Practicing mindfulness is a way to strengthen consciousness, which is the part of the brain that is able to make intentional decisions instead of knee-jerk reactions, and think critically, creatively, and focus like a mother-lovin' Jedi.
It’s the part of the brain that hosts the badass skills a person needs to rein in their shit and gain control of their lives.
Practicing mindfulness also gets you better acquainted with your senses and increases body awareness. This is super helpful when learning how to do things like manage pain and practice self-massage (topics I'll be covering at some point in the future).
In this particular edition of the Crazy Easy Mindful Living series, I'll be doling out 30 days of 60-second mindfulness practices! I'll do my best to do them 30 days in a ROW, but I make ZERO promises...I'm a busy gal.
Of course, however, the more often you sprinkle these mindfulness practices throughout your day, the faster you’ll strengthen the brain.
Here’s how to practice:
- Whatever the activity is, the goal is to keep your focus on that activity alone.
- If other thoughts or distractions pop up, gently redirect your attention back to the activity.
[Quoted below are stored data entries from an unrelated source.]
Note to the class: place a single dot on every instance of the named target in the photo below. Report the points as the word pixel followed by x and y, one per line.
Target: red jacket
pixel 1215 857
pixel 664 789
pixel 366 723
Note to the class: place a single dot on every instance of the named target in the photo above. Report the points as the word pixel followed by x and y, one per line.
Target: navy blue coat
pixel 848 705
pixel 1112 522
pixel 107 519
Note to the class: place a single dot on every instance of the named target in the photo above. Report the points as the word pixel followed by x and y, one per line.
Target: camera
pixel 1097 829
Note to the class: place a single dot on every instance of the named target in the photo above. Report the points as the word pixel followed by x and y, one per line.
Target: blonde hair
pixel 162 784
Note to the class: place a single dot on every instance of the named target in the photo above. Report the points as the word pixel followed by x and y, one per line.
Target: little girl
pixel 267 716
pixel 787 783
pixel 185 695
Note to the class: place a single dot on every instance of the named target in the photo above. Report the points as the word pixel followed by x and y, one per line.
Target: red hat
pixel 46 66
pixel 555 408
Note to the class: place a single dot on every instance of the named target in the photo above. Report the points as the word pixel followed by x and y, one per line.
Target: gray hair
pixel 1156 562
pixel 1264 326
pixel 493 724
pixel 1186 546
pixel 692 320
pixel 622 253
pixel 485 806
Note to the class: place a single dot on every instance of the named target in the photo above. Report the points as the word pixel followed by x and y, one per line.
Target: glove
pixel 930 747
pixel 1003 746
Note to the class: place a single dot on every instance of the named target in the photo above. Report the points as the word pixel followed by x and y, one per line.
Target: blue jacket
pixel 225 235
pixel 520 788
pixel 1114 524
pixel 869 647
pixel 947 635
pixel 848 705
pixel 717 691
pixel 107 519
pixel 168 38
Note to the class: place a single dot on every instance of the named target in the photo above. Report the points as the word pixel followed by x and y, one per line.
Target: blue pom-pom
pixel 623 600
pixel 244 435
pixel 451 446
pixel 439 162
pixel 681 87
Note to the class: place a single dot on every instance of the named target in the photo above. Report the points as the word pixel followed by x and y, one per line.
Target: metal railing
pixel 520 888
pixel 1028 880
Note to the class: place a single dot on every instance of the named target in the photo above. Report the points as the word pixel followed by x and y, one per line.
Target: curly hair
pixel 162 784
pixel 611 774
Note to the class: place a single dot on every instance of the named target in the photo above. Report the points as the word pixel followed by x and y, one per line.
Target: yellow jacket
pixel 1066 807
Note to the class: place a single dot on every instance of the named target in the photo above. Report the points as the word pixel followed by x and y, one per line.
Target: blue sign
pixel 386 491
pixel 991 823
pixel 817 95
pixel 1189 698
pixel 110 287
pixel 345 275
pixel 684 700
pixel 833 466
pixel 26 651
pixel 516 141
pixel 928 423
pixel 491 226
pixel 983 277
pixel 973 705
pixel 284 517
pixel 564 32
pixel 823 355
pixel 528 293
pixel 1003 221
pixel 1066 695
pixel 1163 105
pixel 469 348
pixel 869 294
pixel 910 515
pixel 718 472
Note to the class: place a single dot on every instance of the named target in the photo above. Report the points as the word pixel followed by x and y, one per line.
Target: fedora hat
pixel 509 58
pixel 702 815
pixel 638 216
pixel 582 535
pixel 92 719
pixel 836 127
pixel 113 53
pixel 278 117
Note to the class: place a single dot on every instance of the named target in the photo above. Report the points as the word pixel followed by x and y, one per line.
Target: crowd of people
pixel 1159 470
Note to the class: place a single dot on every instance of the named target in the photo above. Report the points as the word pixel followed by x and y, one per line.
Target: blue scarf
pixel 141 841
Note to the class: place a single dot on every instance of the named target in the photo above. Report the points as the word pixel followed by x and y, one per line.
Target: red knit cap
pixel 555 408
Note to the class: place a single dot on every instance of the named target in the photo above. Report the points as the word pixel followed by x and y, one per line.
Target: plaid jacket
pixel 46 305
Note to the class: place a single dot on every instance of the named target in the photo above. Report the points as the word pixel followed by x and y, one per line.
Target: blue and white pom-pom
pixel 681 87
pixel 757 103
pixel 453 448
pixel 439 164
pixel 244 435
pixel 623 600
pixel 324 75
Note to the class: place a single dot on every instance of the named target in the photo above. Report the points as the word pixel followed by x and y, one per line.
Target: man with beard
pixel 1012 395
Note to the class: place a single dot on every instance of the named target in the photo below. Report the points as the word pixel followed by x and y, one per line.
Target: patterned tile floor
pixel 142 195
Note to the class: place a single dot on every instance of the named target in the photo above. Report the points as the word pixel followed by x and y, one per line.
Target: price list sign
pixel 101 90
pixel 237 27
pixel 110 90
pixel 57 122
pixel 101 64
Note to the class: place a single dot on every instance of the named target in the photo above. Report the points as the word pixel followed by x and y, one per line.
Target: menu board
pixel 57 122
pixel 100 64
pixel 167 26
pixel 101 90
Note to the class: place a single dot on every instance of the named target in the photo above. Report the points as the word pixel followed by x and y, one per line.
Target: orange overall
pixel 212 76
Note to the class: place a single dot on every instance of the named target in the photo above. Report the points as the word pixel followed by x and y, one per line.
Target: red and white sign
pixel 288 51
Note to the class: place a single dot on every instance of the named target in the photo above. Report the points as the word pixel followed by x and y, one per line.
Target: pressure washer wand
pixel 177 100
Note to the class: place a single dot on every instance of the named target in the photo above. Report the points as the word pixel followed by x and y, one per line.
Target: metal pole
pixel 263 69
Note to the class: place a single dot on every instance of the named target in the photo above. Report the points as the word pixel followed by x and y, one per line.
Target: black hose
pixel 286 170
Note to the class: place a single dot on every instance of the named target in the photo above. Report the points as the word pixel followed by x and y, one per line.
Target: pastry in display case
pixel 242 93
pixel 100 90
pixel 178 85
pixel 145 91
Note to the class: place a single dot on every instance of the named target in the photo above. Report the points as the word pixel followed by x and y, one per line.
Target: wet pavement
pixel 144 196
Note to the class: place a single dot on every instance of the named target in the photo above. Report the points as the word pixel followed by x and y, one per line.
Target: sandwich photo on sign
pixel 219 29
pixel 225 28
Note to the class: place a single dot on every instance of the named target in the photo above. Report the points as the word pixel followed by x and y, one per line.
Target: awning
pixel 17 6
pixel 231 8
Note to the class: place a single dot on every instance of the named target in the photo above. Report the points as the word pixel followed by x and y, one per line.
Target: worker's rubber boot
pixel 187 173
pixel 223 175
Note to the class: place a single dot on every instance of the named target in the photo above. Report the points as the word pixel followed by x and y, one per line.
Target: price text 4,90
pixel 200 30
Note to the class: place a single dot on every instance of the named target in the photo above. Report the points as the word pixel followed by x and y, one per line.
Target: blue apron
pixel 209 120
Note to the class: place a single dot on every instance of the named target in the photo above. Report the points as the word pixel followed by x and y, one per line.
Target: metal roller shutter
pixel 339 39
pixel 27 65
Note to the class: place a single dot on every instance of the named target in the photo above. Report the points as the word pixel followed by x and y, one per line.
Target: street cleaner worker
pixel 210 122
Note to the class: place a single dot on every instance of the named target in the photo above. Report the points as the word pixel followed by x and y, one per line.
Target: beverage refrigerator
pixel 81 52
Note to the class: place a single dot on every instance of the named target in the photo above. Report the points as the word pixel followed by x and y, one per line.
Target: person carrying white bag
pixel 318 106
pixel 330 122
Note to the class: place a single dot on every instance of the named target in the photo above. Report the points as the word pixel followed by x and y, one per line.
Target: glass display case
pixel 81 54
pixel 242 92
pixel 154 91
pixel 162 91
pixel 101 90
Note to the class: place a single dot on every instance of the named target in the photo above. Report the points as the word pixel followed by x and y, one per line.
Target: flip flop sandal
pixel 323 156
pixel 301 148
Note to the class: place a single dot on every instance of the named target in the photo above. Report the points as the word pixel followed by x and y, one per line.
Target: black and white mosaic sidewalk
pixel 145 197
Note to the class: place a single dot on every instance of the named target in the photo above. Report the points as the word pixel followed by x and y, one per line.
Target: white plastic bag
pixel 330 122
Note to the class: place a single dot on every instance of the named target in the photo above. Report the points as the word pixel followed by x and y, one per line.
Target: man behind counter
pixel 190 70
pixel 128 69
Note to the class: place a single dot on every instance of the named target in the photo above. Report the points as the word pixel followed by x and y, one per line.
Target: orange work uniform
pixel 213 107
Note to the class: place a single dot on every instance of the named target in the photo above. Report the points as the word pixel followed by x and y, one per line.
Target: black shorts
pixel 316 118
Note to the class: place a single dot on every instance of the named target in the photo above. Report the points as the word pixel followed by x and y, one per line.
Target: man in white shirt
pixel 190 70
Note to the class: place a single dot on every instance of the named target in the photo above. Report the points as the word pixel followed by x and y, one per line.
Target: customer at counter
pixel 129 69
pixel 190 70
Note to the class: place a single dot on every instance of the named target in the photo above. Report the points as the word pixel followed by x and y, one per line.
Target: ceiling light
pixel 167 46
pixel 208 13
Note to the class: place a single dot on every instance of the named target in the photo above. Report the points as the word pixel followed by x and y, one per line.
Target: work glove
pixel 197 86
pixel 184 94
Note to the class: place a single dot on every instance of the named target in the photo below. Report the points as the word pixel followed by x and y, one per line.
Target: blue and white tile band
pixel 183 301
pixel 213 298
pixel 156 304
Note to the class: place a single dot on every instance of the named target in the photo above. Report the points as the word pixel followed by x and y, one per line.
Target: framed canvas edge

Try not to use negative language when redirecting yourself.
- Try to keep your body relaxed during the activities.
- At the end of the 60 seconds, congratulate yourself for doing a good job (even if you were completely distracted the entire time).
While the brain is super complex, it’s also kind of simple. It likes problem solving and praise. The fact that you completed the 60 second activity and praised yourself for doing so is the equivalent to petting your canine companion and telling it it’s a good dog.
The more you train the brain and reward it with some positive language (and maybe even a scratch behind the ear), the more eager it will be to tap into some mindfulness.
And mindfulness is a skill that comes in wicked handy when life presents you with challenges, and when shit gets real.
So, let’s get this party started!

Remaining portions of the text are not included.